= Saveasiʻuleo =

Somoan god of the Polynesian underworld Pulotu

Saveasiʻuleo is the God of Pulotu (Old concept of Heaven) the underworld of spirits or Hades in Samoan mythology.

He is the father of Nafanua the Goddess of War in Samoa. Nafanua's mother is Tilafaiga, the sister of Taema another figure of Samoan mythology.

Saveasiʻuleo is sometimes referred to as Elo.

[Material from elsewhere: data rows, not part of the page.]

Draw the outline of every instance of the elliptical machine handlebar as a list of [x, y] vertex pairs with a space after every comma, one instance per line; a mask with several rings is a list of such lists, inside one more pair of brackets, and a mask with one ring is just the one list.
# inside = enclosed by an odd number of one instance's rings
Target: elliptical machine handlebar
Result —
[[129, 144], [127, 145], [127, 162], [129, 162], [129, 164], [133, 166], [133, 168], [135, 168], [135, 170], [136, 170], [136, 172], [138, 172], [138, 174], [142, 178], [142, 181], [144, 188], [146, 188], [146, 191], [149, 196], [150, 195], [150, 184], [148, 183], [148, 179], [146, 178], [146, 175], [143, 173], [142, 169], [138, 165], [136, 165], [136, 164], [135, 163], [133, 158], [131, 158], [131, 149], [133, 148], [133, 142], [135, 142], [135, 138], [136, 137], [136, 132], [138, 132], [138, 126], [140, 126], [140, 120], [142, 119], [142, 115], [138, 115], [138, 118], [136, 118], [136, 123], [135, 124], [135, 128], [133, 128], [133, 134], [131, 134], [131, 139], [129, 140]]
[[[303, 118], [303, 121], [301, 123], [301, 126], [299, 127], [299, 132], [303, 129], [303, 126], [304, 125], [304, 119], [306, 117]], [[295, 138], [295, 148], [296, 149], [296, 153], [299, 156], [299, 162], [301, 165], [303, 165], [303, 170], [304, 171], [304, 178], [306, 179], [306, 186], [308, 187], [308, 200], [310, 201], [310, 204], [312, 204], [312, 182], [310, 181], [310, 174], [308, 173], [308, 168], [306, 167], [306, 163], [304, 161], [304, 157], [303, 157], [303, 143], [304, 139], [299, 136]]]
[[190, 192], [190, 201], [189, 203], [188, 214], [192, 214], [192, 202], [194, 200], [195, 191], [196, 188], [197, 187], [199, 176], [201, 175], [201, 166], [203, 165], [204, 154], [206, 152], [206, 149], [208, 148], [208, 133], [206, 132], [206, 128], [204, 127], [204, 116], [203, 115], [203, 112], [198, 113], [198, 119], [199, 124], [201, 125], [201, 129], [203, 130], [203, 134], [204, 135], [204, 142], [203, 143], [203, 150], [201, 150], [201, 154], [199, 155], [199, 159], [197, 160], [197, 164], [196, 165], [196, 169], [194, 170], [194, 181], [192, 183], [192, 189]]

The spirits of gods were able to take the form of animals and human beings and Saveasiʻuleo is believed to take the form of an eel or appear as half man and half eel. His ancestors were rocks. One story says that his mother was Taufa and his father, Aloa. His brothers were Salevao and Ulufanuaseʻeseʻe. The brothers agreed that Saveasiʻuleo would go and become king in Pulotu. Saveasiʻuleo would come up from his kingdom and wander the earth. There are different versions of stories told about him. He is referred to as a god and sometimes as a demon. One day Saveasiʻuleo met his twin nieces Tilafaiga and Taema swimming back to Samoa from Fiti where they had learned the art of tattooing. Saveasiʻuleo abducted Tilafaiga and she later gave birth to Nafanua, the goddess of war. The story of the sisters bringing a basket of tattoo tools for the peʻa to Samoa is another well known legend.

==Pulotu==
According to Samoan beliefs, the entrance into the spirit world Pulotu is at the village of Falealupo, at the western end of the island of Savaiʻi.